Continuo a inseguire l’uomo del giardino inglese. I suoi passi mi conducono dove la città sfinisce, e di fronte l’ospedale già si affaccia un’alba striata, viola e rosa, della primavera che continua ad arrivare con quella ostinazione tutta sua. Lo vedo mentre rivolge un saluto di consuetudine al vetro della guardiola e tira dritto e attraversa la folla di parenti sulla rampa del pronto soccorso. I pazienti entrano e le maniglie antipanico serrano fuori preghiere e raccomandazioni. Dentro solo i malati, le loro pantofole di gomma, lo spazzolino da denti e il cellulare.
“Dottore… “, una donna che lo ha riconosciuto lo chiama con affanno e gli affida il nome di suo figlio. Altre persone lo raggiungono, inutile ricordare loro la necessità della distanza. Gli si accalcano intorno per necessità e speranza.

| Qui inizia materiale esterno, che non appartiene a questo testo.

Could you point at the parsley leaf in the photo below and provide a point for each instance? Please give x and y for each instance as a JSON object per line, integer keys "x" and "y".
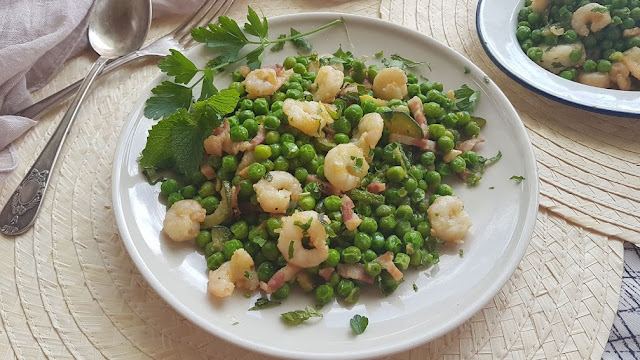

Di nuovo solo, si sfrega le mani con più energia del necessario, indossa la tuta che sembra fatta di velo e lo fa assomigliare ad una nuvola ammaccata, nasconde i capelli sotto la cuffietta verde. L’ultimo pensiero, mentre abbassa la visiera, è per lei. Un mezzo sorriso si disegna sotto la mascherina. Le ha giurato di tornare, lo farà. Anche lei gli ha consegnato una promessa: sarebbero usciti tutti migliori, specchiandosi in quei sogni sognati dall’acqua, il ritorno sarebbe stato come la prima volta, ma una prima volta piena di passato. Non la prima volta in cui ti prende l’ebbrezza e resta un senso di stordimento, una prima volta nuova, rispettosa di ogni domani e di ogni incertezza. Quando entra nel reparto, il mio dottore sembra camminare sulla luna.
Per le strade, solo uomini e donne in fila. Qualcuno mantiene la separazione assegnata, un metro, non un centimetro in meno, qualcuno si protegge aumentando la lontananza. Come merli, arrivavano le donne trascinandosi i carrelli, le mani ricoperte di lattice; il vento ha lasciato una scia di silenzio che è già abitudine, una polvere leggera sulle cose e sulle persone. Nel disegno dei passi mi sembra di riconoscere un’impronta di piedi palmati, ma forse è solo impressione. I sogni, al risveglio, si dimenticano presto.